Identification of the least expensive control strategy is more difficult in situations described by nonlinear environmental models than linear models. Nonlinear graphic solutions can be used to find the best strategy in some cases. (See Trijonis (1972, 1974) for a relevant example involving trade-offs between controls for hydrocarbons and for NOx in the case of ozone abatement.) Further research into development of methods for optimizing selection of control programs for nonlinear air quality problems is warranted.
Certain economic incentive systems have been proposed as an alternative to the above engineering procedures for finding control programs that are economically attractive. Systems of transferrable licenses in which source owners trade rights among themselves to emit air pollutants can be used to limit total regional pollutant emissions.
In one form of a transferrable licenses system, an absolute limit is set on total regional pollutant emissions. The right to emit those pollutants is broken into small increments, and those rights are auctioned to the highest bidder. Those source owners with low control costs will choose to install control equipment rather than pay for expensive emissions licenses. Those with high control costs will bid up the price of emissions licenses rather than install controls. Payments for the licenses can be used then to offset part of the installation costs of those owners that chose control programs over emissions licenses.
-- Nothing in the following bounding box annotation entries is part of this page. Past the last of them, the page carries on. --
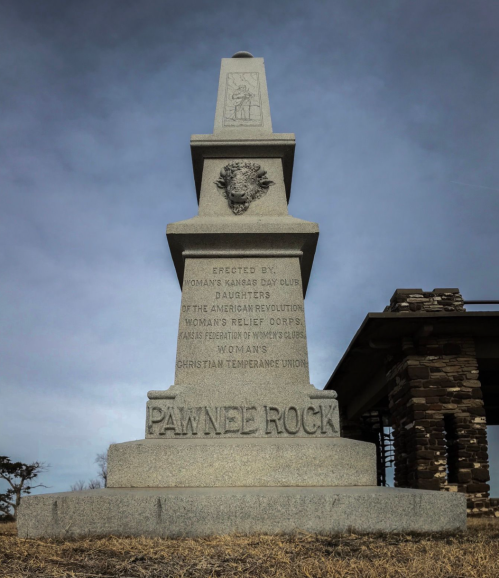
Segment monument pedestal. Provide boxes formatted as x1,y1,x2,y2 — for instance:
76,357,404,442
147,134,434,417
19,486,466,538
18,50,466,538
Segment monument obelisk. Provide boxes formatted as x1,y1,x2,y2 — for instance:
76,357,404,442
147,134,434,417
19,52,466,537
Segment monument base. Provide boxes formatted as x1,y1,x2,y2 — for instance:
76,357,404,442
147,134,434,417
18,486,466,538
107,437,376,488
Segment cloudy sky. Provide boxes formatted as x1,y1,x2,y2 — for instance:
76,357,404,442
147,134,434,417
0,0,499,495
After initial bidding, licenses to emit can be bought and sold in an open market to facilitate adjustments between source owners.
The main advantage of such a system is that source owners can use their expertise in choosing control methods and minimizing total control costs.
It is often argued that such market-based systems require that government regulators need less technical information about air quality problems. The notion is probably false. To determine the magnitude of the number of emissions licenses and the geographical extent of trading that
will not hinder the pollution control program, the regulator needs to know the science of emissions and air quality. An example of source-apportionment modeling used to establish the proper number of transferrable permit units and to test for anomalous effects of geographic distribution is given by Cass et al. (1982).
Although the procedures for selecting an optimal emission control strategy are widely available, it can be argued with some justification that they are seldom used effectively. There are a number of reasons for that. In many cases, legal mandates that carry short-time deadlines (a few months) for analysis of a complex problem simply preclude a careful technical analysis of the problem. Instead, regulatory boards are forced to guess about selecting a control program. In other cases, the human skills needed to analyze the problem are not available to the regulatory agencies. Given the large financial costs to society inherent in regional air pollution control, it is important to address the barriers to finding technically and economically sound solutions to regional visibility problems.